HOUSTON -- A woman responsible for what she calls a gesture of kindness is in a lot of trouble at the Houston apartment complex where she lives.
"I went and got some sugar and poured it in this bag," said Faye as she described how she describing giving sugar to a neighbor who asked to borrow some.
"He took the sugar and went to his home," she said.
But the problem stems from what someone thought they observed that day. The person told the officials at the Mansions at Hastings Green that they had witnessed an exchange of illegal drugs.
Faye found out a few days later when she received a letter accusing her and a male complaining of taking part in a drug transaction.
"And I couldn't believe it," she said. "It was outrageous. I didn't understand it."
Neither did Terry Brown, the neighbor with the sweet tooth who received the very same letter.

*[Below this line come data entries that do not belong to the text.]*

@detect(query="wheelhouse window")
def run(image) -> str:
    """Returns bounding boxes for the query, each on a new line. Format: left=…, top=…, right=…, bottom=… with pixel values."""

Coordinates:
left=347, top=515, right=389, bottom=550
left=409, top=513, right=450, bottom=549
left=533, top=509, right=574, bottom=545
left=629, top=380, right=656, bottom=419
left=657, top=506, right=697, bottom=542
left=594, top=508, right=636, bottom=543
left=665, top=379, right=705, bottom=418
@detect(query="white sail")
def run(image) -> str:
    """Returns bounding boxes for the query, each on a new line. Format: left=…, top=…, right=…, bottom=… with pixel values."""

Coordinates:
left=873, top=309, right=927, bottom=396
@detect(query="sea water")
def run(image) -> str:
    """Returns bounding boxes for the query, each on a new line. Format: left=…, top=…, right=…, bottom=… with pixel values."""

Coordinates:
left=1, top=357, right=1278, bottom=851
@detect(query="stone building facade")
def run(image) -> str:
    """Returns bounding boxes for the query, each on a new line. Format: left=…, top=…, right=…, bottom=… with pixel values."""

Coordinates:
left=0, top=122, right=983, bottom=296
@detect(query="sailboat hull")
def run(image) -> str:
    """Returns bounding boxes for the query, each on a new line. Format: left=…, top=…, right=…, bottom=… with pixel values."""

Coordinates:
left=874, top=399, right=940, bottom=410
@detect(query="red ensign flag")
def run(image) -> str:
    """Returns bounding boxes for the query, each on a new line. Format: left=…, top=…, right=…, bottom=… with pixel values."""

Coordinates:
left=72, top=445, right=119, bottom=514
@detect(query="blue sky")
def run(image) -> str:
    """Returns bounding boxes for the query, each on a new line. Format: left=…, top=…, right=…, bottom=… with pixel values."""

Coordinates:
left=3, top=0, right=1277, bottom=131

"I came home and I didn't have any soda or anything in my refrigerator," said Brown. "So I came over here to borrow some sugar so I could make me some tea."
He insisted there was nothing but sugar in the bag. Both Brown and Faye are on public housing assistance. Neither of them have any plans to sign the letter even though it threatens to force them to move out if they don't.
"That's fine," said Faye. "I'm not going to sign a lie. I'm not going to sign something I know is not truthful."
Officials with housing say removing someone from the voucher program requires a higher burden of proof, such as a police report or photographic evidence.
No one at the apartment complex would talk due to privacy concerns. But the people at the center of this sugary dilemma have plenty to say.
"It's really sad," said Brown.
"It's sad you can't give people sugar or salt or baking soda because the color is white," added Faye.
Both Faye and Brown say they have never used or sold drugs.
And they say housing has promised that even if they're forced to move out, they will not lose their vouchers.